Wednesday, June 08, 2005

Happy June!

Okay, is anyone cooking out there? I had a theme for June in mind, but it's not appropriate for hot weather. How about just good summer recipes? What's your favorite? What do you like to do for summer (grilled burgers are too easy -- I think we can all handle those!)

Let's get posting!

Saturday, June 04, 2005

Spicy Oven Fries

This goes great with your hamburgers. It's from Southern Living and it's light(for fries.) I also change it up some but I wanted to include the calories and fat so this is as published.

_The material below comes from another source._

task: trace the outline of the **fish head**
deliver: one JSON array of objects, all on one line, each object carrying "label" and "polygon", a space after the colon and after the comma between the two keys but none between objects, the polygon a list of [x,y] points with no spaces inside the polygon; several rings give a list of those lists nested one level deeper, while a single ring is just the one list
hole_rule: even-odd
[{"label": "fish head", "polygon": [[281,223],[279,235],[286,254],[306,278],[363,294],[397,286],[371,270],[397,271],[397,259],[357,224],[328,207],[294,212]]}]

3 lg baking potatoes (about 2 lbs)
2 T. olive oil
2 T. Creole seasoning
Pam spray

Cut potato lengthwise into 8 wedges
Combine olive oil and seasoning in zip-loc: add the potatoes. Shake to coat. Arrange potatoes, skin down, in a single layer on a baking sheet coated with Pam.
Bake at 450 for 20 min or until golden brown

Calories per 4 wedges: 181(24%from fat) Fat 4.9g; Carb 32g
(Creole Seasoning = Tony Cachere's, ooooh-cha! s.s.)
6/4/2005 10:09 AM

Friday, June 03, 2005

Tater Tot Casserole

72 tater tots
1 lb extra lean ground beef
1 can lowfat cream of chicken soup
1 can lowfat cream of mushroom soup
3/4 cup Kraft 2% shredded cheddar cheese

Preheat oven to 350

Brown ground beef and drain. Add in soup. Spray a 9 x 13 pan with Pam & arrange tater tots in a single layer on the bottom. Top with beef/soup mix, spread cheese on top. Bake for 30 minutes.
Makes 12 servings and is 4.5 Weight Watcher points a serving

6/2/2005 9:33 PM

Five Minute Lasagna

1 (26 oz.) jar of your favorite spaghetti sauce
1 (30 oz.) bag of frozen cheese ravioli (unthawed)
1 (10 oz.) package frozen spinach, thawed and drained
1 (8 oz.) package shredded mozzarella
1/2 cup grated Romano cheese

Preheat oven to 350

Lightly grease a 13 x 9 baking dish and spoon in 1/3 of the sauce. Arrange 1 layer of ravioli, then evenly lay all of the spinach over the top of the ravioli. Top with 1/2 of each cheese. Now cover with another layer of the ravioli, the remaining sauce and the remaining cheese. Tent with foil (don't let cheese touch foil or it will stick) and bake 25 minutes; then uncover and bake 5 to 10 minutes more until bubbly. Serves 6 and really is very quick to put together. My family all likes this even my child who doesn't care for green veges.

6/2/2005 9:28 PM

Wednesday, June 01, 2005

Quick & Yummy Strawberry Trifle

Pound cake cut into cubes
White chocolate-flavored instant pudding, prepared according to package directions
Sliced strawberries
Whipped topping

Layer the cake cubes, pudding and strawberries in a trifle dish, making about three layers. Top with whipped topping.

This is a very pretty and easy summer dessert.